China National Coal Group (ChinaCoal), the owner, had a provincial quota of 75,000 tonnes per month, but it produced 400,000 tonnes in November and 260,000 tonnes in December, SAWS said, according to a Reuters report.

The agency cited “fake safety measurement data,” but it did not make clear whether the extra output was included in NBS reports.
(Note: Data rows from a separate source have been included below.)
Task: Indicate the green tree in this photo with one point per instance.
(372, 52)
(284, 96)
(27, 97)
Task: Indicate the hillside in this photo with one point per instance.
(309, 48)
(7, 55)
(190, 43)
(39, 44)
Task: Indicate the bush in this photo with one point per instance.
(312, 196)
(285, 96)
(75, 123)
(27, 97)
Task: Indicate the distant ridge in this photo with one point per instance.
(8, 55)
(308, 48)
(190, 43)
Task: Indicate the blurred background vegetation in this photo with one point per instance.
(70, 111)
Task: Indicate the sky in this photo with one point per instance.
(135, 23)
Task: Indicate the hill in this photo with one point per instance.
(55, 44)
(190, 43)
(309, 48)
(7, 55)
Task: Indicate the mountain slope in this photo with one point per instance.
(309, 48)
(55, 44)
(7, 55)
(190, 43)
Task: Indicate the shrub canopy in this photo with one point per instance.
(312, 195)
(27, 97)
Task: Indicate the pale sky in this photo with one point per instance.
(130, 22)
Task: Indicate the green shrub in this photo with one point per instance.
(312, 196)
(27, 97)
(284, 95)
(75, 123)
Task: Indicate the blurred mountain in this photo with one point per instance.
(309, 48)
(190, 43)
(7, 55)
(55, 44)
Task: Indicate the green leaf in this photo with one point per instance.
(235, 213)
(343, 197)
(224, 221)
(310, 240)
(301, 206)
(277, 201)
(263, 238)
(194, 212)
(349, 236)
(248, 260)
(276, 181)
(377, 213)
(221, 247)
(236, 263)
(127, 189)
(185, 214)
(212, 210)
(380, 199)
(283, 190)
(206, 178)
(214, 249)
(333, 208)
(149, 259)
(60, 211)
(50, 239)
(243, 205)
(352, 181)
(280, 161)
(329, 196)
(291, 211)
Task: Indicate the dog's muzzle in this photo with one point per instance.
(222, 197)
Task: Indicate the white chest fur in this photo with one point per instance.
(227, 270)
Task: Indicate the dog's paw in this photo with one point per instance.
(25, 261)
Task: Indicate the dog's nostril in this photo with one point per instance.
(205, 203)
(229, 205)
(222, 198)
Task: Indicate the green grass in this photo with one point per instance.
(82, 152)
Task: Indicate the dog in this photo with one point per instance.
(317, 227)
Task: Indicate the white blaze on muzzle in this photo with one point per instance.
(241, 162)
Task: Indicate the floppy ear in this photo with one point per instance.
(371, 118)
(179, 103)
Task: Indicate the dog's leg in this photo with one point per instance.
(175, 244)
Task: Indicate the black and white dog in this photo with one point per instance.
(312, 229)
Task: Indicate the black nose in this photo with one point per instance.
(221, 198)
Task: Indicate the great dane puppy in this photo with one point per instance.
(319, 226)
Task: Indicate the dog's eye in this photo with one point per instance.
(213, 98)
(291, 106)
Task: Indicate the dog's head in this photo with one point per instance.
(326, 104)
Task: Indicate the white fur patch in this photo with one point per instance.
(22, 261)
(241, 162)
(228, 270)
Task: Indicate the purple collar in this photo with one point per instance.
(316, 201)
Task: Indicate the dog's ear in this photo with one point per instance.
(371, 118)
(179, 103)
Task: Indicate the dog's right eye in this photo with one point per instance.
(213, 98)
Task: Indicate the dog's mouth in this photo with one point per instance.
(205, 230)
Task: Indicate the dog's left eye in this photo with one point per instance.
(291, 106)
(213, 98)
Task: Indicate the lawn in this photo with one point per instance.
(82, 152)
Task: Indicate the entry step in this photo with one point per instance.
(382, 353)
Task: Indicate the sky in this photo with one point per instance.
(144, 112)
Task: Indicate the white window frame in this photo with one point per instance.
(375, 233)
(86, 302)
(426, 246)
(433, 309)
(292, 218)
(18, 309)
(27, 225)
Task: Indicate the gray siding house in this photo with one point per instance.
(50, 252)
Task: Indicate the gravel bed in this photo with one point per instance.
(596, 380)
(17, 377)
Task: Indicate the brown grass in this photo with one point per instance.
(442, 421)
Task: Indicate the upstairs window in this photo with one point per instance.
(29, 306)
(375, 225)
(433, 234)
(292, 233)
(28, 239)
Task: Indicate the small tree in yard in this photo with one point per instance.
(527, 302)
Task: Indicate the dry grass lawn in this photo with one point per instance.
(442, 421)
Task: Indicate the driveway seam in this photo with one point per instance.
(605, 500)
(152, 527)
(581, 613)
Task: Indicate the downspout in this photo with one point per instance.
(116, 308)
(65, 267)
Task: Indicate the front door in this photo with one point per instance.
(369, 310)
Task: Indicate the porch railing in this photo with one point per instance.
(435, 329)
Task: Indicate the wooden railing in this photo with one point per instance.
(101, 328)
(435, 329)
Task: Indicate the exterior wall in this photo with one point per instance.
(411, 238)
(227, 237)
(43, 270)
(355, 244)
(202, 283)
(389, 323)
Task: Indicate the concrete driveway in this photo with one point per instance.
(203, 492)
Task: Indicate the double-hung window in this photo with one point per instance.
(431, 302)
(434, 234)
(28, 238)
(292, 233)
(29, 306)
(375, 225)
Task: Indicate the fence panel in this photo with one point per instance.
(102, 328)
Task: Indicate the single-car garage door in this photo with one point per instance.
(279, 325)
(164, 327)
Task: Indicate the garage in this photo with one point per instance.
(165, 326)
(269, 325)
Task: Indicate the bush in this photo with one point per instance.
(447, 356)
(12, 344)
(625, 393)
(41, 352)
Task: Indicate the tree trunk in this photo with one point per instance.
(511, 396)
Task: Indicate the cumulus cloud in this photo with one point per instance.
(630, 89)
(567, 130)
ChinaCoal has launched a company-wide investigation of illegal production at over 50 of its mines, a spokesman said.

Tim Wright, professor emeritus of Chinese studies at Britain’s University of Sheffield and an expert on China’s coal industry, said that skepticism over the official data is justified.

“With the government calling for cuts in production, the incentive is to report them, whatever the reality,” Wright said in an email message.

While it is hard to tell whether over-quota production is included in the NBS reports, Wright said that “even if it is, most of it is not found out.”

Wright noted that China has previously made major revisions to coal data to correct underreporting, but the acknowledgments may come years after the fact.

In 2015, the NBS revised coal figures for 2000 to 2013, making upward adjustments of 7 per cent for production and 14 per cent for consumption, according to calculations by the US Energy Information Administration.

Wright said that production numbers for 1999 to 2000 were similarly raised retroactively by over 20 per cent.

The higher totals for those years may distort comparisons with more recent unrevised figures.

In 2011, a study for Stanford University and the Carnegie Endowment for International Peace also found that production reports from China’s provinces over the previous decade often topped national totals by as much as 500 million tons a year, suggesting a large illegal coal trade.

Push for cleaner energy sources

Despite the doubts, at least one key statistic seems to support the NBS estimate that coal production declined last year.

The National Energy Administration (NEA) reported that the volume of coal used in power generation fell 3 per cent last year, while electricity consumption rose 5 per cent.

Electricity use rebounded after a scant increase of 0.5 per cent in 2015. The results for coal use appear to reflect the push for cleaner sources from renewables and natural gas, as well as reactions to the price increase.

In a response to the smog crisis, the NEA also announced last month that it had ordered the cancellation of 104 coal-fired power projects in 13 provinces, some of which were already in progress.

But China’s five-year energy plan released by the NDRC in December suggests that even if coal production did fall last year, the decrease may be temporary as the government seeks to support economic growth.

The plan would allow coal production to rise from 3.75 billion tons in 2015 to 3.9 billion tonnes in 2020, while consumption would grow from 3.96 billion to 4.1 billion tonnes.

The NDRC’s latest revised targets for reducing production overcapacity in the five-year plan call for cuts of 800 million tonnes by 2020 compared with 2015. By then, coal’s share of primary energy would be lowered to 58 per cent.

Over the longer term, the share of coal is expected to fall below 45 per cent by 2035 with increased contributions from gas and non-fossil sources, according to the recently released BP Energy Outlook for 2017.

Wright said it is unclear how much of last year’s increase in smog alerts can be correlated with changes in coal volumes due to other variables.

“Obviously, much of (the smog) is coal related,” he said.